Hath the darkness left my mind for this instance? I look into the distance, watching the sun as it caresses the hills from which it rests. The moon takes its place, kissing the sky with a soft glow, allowing the stars to enhance the pleasure of the night, yet a single tear runs down my cheek.
I do not cry of sadness, I do not cry of depression, nor do I cry for the amount of pity I have received for my desperations. I cry because the night is calm, it is soothing, I have no cares, no worries, nothing to be sad, mad, depressed, or anything less than happy about.

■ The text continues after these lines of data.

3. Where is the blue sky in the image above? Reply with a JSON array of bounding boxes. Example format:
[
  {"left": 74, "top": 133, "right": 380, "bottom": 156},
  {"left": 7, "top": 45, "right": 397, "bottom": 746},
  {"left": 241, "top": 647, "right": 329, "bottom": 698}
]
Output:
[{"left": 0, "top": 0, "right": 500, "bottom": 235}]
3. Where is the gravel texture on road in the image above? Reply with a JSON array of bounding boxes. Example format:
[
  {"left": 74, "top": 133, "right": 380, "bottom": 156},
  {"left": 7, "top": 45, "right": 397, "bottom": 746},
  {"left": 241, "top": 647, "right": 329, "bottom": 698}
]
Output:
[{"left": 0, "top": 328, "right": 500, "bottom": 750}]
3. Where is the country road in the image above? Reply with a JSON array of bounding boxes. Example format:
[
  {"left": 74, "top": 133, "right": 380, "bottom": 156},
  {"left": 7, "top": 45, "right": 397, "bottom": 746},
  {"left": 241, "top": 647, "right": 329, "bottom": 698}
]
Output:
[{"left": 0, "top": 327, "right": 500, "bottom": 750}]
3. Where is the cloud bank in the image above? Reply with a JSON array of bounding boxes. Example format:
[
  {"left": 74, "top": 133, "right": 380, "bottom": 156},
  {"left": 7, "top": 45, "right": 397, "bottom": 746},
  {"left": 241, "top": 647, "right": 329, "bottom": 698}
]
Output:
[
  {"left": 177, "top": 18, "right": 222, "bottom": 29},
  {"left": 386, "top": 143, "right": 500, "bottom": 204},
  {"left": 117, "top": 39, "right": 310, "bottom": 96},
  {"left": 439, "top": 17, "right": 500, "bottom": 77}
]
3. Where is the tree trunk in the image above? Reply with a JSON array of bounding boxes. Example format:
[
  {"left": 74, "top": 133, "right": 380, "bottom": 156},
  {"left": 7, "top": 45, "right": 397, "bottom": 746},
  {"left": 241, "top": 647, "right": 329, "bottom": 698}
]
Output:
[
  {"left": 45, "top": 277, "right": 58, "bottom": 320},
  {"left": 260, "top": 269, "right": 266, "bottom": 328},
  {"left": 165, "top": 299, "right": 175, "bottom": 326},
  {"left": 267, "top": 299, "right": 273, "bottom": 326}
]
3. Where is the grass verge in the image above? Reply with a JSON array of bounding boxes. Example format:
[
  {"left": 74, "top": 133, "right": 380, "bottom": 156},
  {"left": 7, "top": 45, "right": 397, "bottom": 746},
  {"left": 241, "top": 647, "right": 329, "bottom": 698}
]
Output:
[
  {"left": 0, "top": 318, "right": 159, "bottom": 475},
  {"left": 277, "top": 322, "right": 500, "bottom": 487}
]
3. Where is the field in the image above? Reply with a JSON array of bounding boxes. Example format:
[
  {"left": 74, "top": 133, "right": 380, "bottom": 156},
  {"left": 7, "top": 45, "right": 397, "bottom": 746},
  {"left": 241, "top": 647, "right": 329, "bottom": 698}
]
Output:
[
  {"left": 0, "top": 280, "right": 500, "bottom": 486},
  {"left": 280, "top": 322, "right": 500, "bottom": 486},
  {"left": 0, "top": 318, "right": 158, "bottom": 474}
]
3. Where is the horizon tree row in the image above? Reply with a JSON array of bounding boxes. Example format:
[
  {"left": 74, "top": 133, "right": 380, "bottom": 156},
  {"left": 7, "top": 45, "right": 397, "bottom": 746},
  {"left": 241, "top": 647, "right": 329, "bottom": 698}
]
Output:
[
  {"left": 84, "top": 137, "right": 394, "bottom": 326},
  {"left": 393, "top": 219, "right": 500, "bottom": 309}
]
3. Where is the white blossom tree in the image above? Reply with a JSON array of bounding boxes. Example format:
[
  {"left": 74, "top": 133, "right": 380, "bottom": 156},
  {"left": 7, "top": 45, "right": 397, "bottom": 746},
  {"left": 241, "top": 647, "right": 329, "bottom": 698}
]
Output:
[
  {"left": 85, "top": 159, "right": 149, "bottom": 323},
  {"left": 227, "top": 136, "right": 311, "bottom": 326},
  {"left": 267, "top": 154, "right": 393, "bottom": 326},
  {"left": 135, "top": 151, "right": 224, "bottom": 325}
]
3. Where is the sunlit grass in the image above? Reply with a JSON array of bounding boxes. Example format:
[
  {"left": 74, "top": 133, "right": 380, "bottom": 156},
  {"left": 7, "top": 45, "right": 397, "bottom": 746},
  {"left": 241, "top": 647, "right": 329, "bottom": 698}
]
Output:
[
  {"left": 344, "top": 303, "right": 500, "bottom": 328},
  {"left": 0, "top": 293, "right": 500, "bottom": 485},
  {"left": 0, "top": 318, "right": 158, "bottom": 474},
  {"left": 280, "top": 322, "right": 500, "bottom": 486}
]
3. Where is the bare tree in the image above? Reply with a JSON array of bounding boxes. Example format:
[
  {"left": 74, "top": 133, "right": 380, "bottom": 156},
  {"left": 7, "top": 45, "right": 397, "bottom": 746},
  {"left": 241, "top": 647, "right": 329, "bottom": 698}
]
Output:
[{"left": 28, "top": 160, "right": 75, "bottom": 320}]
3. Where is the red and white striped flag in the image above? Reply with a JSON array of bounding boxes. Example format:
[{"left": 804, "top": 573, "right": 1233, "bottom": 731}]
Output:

This one tear represents the end of a storm long traveled through, and as I look into your eyes, those eyes that look like the moon, surrounded by glistening stars, I feel at peace, this feeling that has long been sought for, I have acquired. A breeze falls over the moment, cloaking our emotions in the howl of the Earth, but I still look on, into those eyes that have given me strength to continue my days. Those who that have felt this before, join hands and sing in the harmony of the moment, love...it is the the only thing this world has left, love. Simply because love is pure, it is clean.
Love without purity is not love, it is a hate, which is to why I give you witness to our world: A mother loves a child, a man loves his wife, a brother loves his sister, a family loves its pet, a love for food, water, your home, the sky, the moon, the stars, grass, and many, many more perceivable things.
But right now, it is she that is in my arms, in this world that is filled with love, that glows with the reality of which that I view my own. My grip tightens as I look up into the night sky, my eyes flushed with the tears falling out of them, and whisper a quiet "thank you" into the Earth's ear, as it is in this moment that I am blessed with the eye of her wake.